2. On the North American Free Trade Agreement (NAFTA), he once pledged to force a renegotiation, take “the hammer” to Canada and Mexico and threaten to walk away. With the primaries over, Obama has completely backpedaled, noting that “sometimes during campaigns the rhetoric gets overheated and amplified.” Krauthammer observes:
Today the hammer is holstered. Obama calls his previous NAFTA rhetoric “overheated” and essentially endorses what one of his senior economic advisers privately told the Canadians: The anti-trade stuff was nothing more than populist posturing.
3. Obama pledged in Oct 2007 to oppose any bill which granted retroactive immunity for telecommunications companies that allowed post-Sept. 11 eavesdropping. He’s now rescinded that position (conveniently, after the House of Representatives passed such legislation by a 293-192 margin).
4. The DC handgun ban:
Last week, when the Supreme Court declared unconstitutional the District of Columbia’s ban on handguns, Obama immediately declared that he agreed with the decision. This is after his campaign explicitly told the Chicago Tribune last November that he believes the D.C. gun ban is constitutional.
5. On Iraq: Withdrawal of troops within 16 months? Now Obama is saying that “when I go to Iraq . . . I’ll have more information and will continue to refine my policies.”
Obama’s strategy is obvious.
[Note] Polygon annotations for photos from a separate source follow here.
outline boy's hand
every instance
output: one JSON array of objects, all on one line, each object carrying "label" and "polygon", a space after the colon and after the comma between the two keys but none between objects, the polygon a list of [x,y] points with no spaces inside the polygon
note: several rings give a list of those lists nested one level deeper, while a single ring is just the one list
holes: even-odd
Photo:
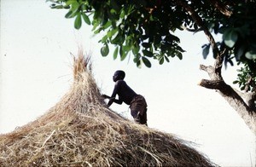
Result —
[{"label": "boy's hand", "polygon": [[109,96],[108,96],[108,95],[102,95],[102,97],[103,97],[104,99],[109,98]]}]

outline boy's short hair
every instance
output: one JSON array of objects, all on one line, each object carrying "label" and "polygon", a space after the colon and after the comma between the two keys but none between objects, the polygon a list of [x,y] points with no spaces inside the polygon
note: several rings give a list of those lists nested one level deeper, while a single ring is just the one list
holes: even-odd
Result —
[{"label": "boy's short hair", "polygon": [[114,72],[114,75],[119,76],[120,79],[124,79],[125,78],[125,72],[122,70],[118,70]]}]

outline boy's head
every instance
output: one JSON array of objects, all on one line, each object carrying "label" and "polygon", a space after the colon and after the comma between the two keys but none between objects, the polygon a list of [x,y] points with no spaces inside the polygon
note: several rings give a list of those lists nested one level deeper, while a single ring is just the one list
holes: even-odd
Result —
[{"label": "boy's head", "polygon": [[114,72],[113,76],[113,81],[116,82],[118,80],[123,80],[125,77],[125,72],[121,70],[118,70]]}]

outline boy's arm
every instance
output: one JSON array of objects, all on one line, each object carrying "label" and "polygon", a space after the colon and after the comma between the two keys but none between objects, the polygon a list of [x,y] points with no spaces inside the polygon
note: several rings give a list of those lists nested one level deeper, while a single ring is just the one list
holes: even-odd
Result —
[{"label": "boy's arm", "polygon": [[103,97],[104,99],[109,99],[109,101],[108,103],[108,106],[111,105],[113,102],[115,102],[117,104],[122,104],[123,101],[119,100],[119,99],[115,99],[114,97],[110,97],[107,95],[102,95],[102,97]]}]

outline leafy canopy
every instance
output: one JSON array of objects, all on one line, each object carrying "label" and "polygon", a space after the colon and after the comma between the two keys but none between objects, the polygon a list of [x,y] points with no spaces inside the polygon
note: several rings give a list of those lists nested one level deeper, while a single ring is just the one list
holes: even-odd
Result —
[{"label": "leafy canopy", "polygon": [[[107,56],[109,44],[115,46],[113,59],[123,60],[129,54],[137,66],[150,67],[150,59],[160,64],[169,58],[183,58],[184,50],[174,35],[177,29],[193,32],[205,31],[222,35],[216,42],[224,62],[244,64],[241,70],[255,83],[256,5],[254,0],[47,0],[52,9],[67,9],[66,18],[74,18],[74,27],[82,22],[103,33],[101,54]],[[214,42],[215,43],[215,42]],[[203,57],[210,43],[202,46]],[[214,49],[213,49],[214,51]],[[213,56],[217,54],[213,52]],[[245,70],[247,69],[247,70]],[[242,76],[242,75],[241,75]],[[245,86],[247,79],[236,83]]]}]

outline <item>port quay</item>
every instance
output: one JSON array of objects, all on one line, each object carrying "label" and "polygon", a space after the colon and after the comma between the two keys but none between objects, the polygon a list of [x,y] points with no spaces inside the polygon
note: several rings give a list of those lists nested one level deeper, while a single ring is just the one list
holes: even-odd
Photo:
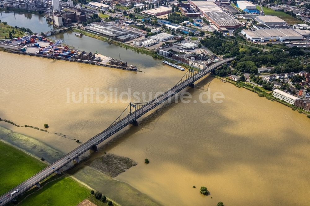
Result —
[{"label": "port quay", "polygon": [[[81,36],[82,35],[77,32],[76,35]],[[4,51],[14,54],[68,61],[133,71],[137,71],[136,67],[128,65],[126,62],[120,59],[69,48],[68,46],[63,45],[63,41],[61,40],[56,40],[53,42],[38,35],[30,35],[29,33],[25,32],[22,37],[3,41],[3,42],[0,44],[0,47]]]}]

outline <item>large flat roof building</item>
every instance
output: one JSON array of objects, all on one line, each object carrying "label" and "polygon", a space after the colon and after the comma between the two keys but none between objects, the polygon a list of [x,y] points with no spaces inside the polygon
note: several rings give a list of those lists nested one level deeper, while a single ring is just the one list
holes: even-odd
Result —
[{"label": "large flat roof building", "polygon": [[279,89],[275,89],[272,92],[272,96],[291,105],[294,104],[295,101],[298,98],[291,94],[288,94]]},{"label": "large flat roof building", "polygon": [[192,43],[190,42],[187,42],[183,44],[181,47],[182,48],[184,48],[187,49],[193,49],[194,48],[197,47],[197,45],[196,44]]},{"label": "large flat roof building", "polygon": [[88,4],[90,5],[91,5],[93,6],[95,6],[95,7],[100,9],[101,8],[104,9],[108,9],[109,8],[110,8],[110,6],[108,5],[107,5],[106,4],[102,4],[101,3],[99,3],[98,2],[92,2],[89,3]]},{"label": "large flat roof building", "polygon": [[161,41],[163,41],[172,39],[174,36],[172,34],[167,34],[166,33],[161,33],[151,36],[151,38],[152,39],[156,39]]},{"label": "large flat roof building", "polygon": [[290,29],[243,29],[241,33],[244,35],[245,34],[246,38],[251,41],[255,40],[261,42],[269,40],[282,42],[286,40],[301,40],[303,38],[302,35]]},{"label": "large flat roof building", "polygon": [[286,24],[286,22],[276,16],[257,16],[256,20],[259,23],[263,24]]},{"label": "large flat roof building", "polygon": [[157,16],[169,14],[171,12],[172,10],[172,8],[171,7],[166,7],[166,6],[159,6],[158,8],[143,11],[141,12],[144,14],[150,16]]},{"label": "large flat roof building", "polygon": [[224,12],[206,12],[204,14],[217,27],[221,29],[236,28],[241,26],[241,23]]},{"label": "large flat roof building", "polygon": [[237,1],[236,6],[247,13],[259,13],[259,11],[256,8],[256,6],[247,1]]},{"label": "large flat roof building", "polygon": [[219,29],[233,29],[241,26],[241,22],[224,12],[213,1],[193,1],[190,3]]}]

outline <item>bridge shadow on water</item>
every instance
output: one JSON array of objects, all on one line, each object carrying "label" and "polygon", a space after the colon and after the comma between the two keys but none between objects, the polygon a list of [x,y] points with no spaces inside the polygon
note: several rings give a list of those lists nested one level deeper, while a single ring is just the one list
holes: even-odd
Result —
[{"label": "bridge shadow on water", "polygon": [[[195,85],[196,88],[188,88],[182,91],[186,91],[193,93],[197,90],[207,90],[210,83],[214,79],[214,78],[212,77],[207,77],[198,82]],[[236,88],[235,89],[243,89]],[[249,92],[249,95],[252,94],[250,92]],[[179,104],[183,104],[179,102]],[[121,144],[127,138],[133,138],[133,136],[138,134],[146,134],[147,132],[151,132],[154,130],[157,124],[162,124],[162,122],[159,123],[161,117],[177,104],[177,103],[169,103],[166,101],[156,109],[146,114],[144,117],[138,119],[137,126],[131,125],[126,127],[119,133],[114,135],[110,139],[100,144],[99,152],[92,154],[89,159],[86,161],[91,161],[93,158],[103,154],[104,151],[108,151]],[[189,116],[189,121],[186,122],[186,126],[173,125],[171,127],[174,127],[170,128],[177,130],[177,127],[178,126],[180,127],[180,130],[182,130],[182,127],[190,128],[190,129],[193,131],[193,134],[190,136],[182,136],[182,131],[173,134],[170,133],[169,131],[164,131],[158,134],[159,136],[163,136],[157,137],[157,140],[166,144],[167,145],[165,146],[165,148],[169,148],[165,151],[164,155],[167,158],[163,158],[162,160],[167,162],[162,162],[162,165],[165,163],[173,164],[197,174],[204,175],[213,172],[226,172],[227,165],[237,166],[240,165],[253,169],[255,168],[258,174],[271,175],[265,170],[266,167],[271,165],[277,171],[285,171],[289,172],[287,171],[287,169],[285,164],[276,163],[282,162],[284,157],[290,155],[293,159],[305,159],[307,158],[304,154],[295,153],[292,151],[294,148],[302,147],[307,144],[308,140],[305,136],[301,136],[300,134],[296,131],[290,130],[289,128],[283,127],[282,132],[289,134],[290,135],[284,135],[279,139],[274,138],[270,140],[267,139],[266,140],[265,137],[263,137],[262,135],[268,134],[268,130],[269,129],[265,129],[264,131],[255,129],[248,134],[248,134],[246,135],[244,134],[242,132],[240,134],[232,132],[233,130],[249,131],[251,130],[250,128],[238,128],[240,126],[240,122],[231,118],[229,115],[227,115],[229,110],[233,109],[232,107],[233,105],[224,105],[218,107],[198,105],[197,106],[194,105],[192,105],[195,106],[188,108],[189,110],[201,109],[202,108],[207,109],[207,108],[210,107],[213,111],[204,112],[206,115],[207,116],[206,116],[204,121],[195,122],[195,117]],[[179,109],[178,108],[178,110]],[[189,110],[185,112],[184,115],[190,115],[190,113]],[[261,121],[260,118],[257,118],[255,115],[250,118],[248,116],[243,118],[244,119],[243,121],[250,122],[253,125],[258,124],[262,126],[264,123],[260,123]],[[212,123],[212,122],[217,122],[216,127],[214,127],[215,125]],[[208,125],[208,123],[210,123],[210,126]],[[211,126],[213,127],[210,127]],[[208,131],[211,131],[208,132]],[[175,144],[171,142],[169,139],[171,135],[179,136],[180,143]],[[153,138],[154,136],[146,135],[143,138]],[[294,140],[296,136],[302,137],[299,138],[297,141]],[[152,140],[150,139],[150,141]],[[184,143],[186,144],[184,144]],[[190,148],[192,149],[188,149]],[[202,154],[203,155],[202,155]],[[182,156],[181,158],[180,158],[180,155]],[[269,161],[267,161],[267,160]],[[204,169],[201,167],[197,166],[201,165],[205,165],[206,167]],[[300,177],[302,180],[307,181],[306,179],[305,176]]]},{"label": "bridge shadow on water", "polygon": [[[102,155],[105,151],[110,150],[117,145],[122,144],[126,139],[131,137],[135,134],[146,133],[153,131],[163,115],[177,104],[183,104],[180,101],[180,94],[186,91],[189,92],[192,95],[197,91],[207,91],[210,84],[214,79],[212,77],[206,76],[197,81],[195,85],[195,88],[188,87],[179,92],[178,94],[177,101],[175,98],[175,96],[174,96],[171,102],[169,102],[168,100],[166,100],[155,109],[148,112],[144,115],[144,116],[141,117],[137,120],[137,126],[130,125],[122,129],[119,132],[113,135],[111,138],[107,139],[99,144],[98,145],[98,152],[90,152],[90,153],[86,153],[87,154],[90,155],[87,155],[87,157],[83,158],[82,162],[84,164],[81,165],[86,164],[86,162],[91,161],[94,159]],[[83,168],[84,166],[82,165],[79,165],[78,167],[80,169]],[[74,170],[76,171],[75,170]]]}]

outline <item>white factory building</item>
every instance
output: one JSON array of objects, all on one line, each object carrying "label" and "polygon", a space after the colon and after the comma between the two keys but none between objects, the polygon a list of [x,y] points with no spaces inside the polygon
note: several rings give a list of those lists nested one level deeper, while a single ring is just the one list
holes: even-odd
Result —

The country is in a deep malaise and eager for change. He and his party already have the advantage on economic and domestic issues. Obama, therefore, aims to clear the deck by moving rapidly to the center in those areas where he and his party are weakest, namely national security and the broader cultural issues. With these — and, most important, his war-losing Iraq policy — out of the way, the election will be decided on charisma and persona. In this corner: the young sleek cool hip elegant challenger. In the other corner: the old guy. No contest.
Read the whole thing: Part 1 and Part 2. Even a left-leaning editorialist from the NYT has called Obama on his recent spate of flip-flops.
P.S. On the “broader cultural issues” one could mention two obvious ones: his recently stated desire to restrict late-term abortion and to allow faith-based institutions to receive federal money for providing social services. I take both as empty gestures to compete for votes among religious conservatives.